Pros of the UltraFICO Score
The positives of the new credit score UltraFICO are:
- Enhances your approval chances: It expands access to credit for people with little credit history or those with personal credit scores below 680; by weighing non-credit factors, potential borrowers are given a second chance on approvals
- Requires you to opt-in: You don’t have to use the score if you don’t need an extra boost in your personal FICO score; not everyone wants to share their personal banking information and that’s OK; you must opt-in and give permission before any financial institution can use the new score
- Incentivizes good financial behaviors: Since the new credit score system relies on your checking, savings, and money market account information, it’s an incentive for smart money management; having cash and understanding how to manage it is just as important to managing any debt or credit obligations
Cons of the UltraFICO Score
The negatives of the new credit score UltraFICO are:
- Doesn’t let you shop around for other offers: If you opt-in with a participating lender, your adjusted personal credit score will only be good for that approval process; you won’t have the ability to shop around for other loans or offers with your adjusted score
- UltraFICO supplements your credit history: Since it only evaluates a borrower’s cash on hand, it won’t build a full credit profile like the original FICO score does; because this serves as supplement data to your credit history, you should still work on improving your traditional credit score
- Doesn’t benefit prime credit borrowers: You won’t get bumped into a different credit rank category, and potentially benefit from lower rates and better terms if you’re already considered a prime borrower
Frequently Asked Questions (FAQs) About UltraFICO
We covered a lot of information about the new credit score changes and the UltraFICO score. There are some questions that are asked more often than others, and we address those here.

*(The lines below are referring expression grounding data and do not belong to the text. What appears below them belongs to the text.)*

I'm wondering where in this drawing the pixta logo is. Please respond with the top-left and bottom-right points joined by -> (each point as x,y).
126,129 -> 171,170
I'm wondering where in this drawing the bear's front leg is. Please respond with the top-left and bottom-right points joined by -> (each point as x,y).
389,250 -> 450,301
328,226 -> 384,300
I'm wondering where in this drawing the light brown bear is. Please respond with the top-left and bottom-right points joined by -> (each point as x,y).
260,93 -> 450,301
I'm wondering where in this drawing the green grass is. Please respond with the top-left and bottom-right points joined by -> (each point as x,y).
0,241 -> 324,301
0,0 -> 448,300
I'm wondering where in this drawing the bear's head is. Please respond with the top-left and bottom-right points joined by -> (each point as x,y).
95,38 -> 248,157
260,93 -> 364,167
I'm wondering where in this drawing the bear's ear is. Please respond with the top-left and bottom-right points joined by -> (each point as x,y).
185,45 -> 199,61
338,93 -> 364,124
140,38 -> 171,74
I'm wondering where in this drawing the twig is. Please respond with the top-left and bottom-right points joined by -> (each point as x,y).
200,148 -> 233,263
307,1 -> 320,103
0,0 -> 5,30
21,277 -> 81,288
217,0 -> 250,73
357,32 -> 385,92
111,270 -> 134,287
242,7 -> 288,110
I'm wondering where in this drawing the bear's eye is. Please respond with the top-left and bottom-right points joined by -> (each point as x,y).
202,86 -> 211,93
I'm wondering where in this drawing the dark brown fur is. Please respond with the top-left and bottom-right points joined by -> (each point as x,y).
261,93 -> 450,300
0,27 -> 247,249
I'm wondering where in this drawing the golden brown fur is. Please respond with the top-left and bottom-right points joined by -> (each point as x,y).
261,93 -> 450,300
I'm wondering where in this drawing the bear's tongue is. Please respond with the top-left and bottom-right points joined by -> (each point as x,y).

How Can You Improve Your Personal Credit Score With UltraFICO?
UltraFICO gives people a second chance at approval when applying for credit with a lender who uses Experian. If you miss the approval cut off, you can opt-in through a participating lender. You must have an average balance of $400 in your saving account and no negative account balances over the last three months.
What Is the New FICO Scoring System?
The UltraFICO score is a way that potential borrowers with personal credit scores below 680 can access credit and financing. It will factor in checking, savings, and money market account information. Through an evaluation of how consumers manage their cash, the new credit score can adjust their personal score by 20 or more points.
How Is UltraFICO Different Than a FICO Credit Score?
The original FICO score relies on your credit history, while UltraFICO uses your personal banking information to adjust your existing FICO score. If you’re denied, you can have a participating financial institution pull your UltraFICO score for a second chance at approval. However, this will only adjust your current personal credit score for this approval.
The Bottom Line
The new credit score rules coming in 2019 can widen the pool of borrowers who can access financing. Through an evaluation of your personal bank accounts and money market accounts, this score can be your ticket to a second chance at approval. The score’s pilot program is set to roll out early this year and will be made more widely available in mid-2019.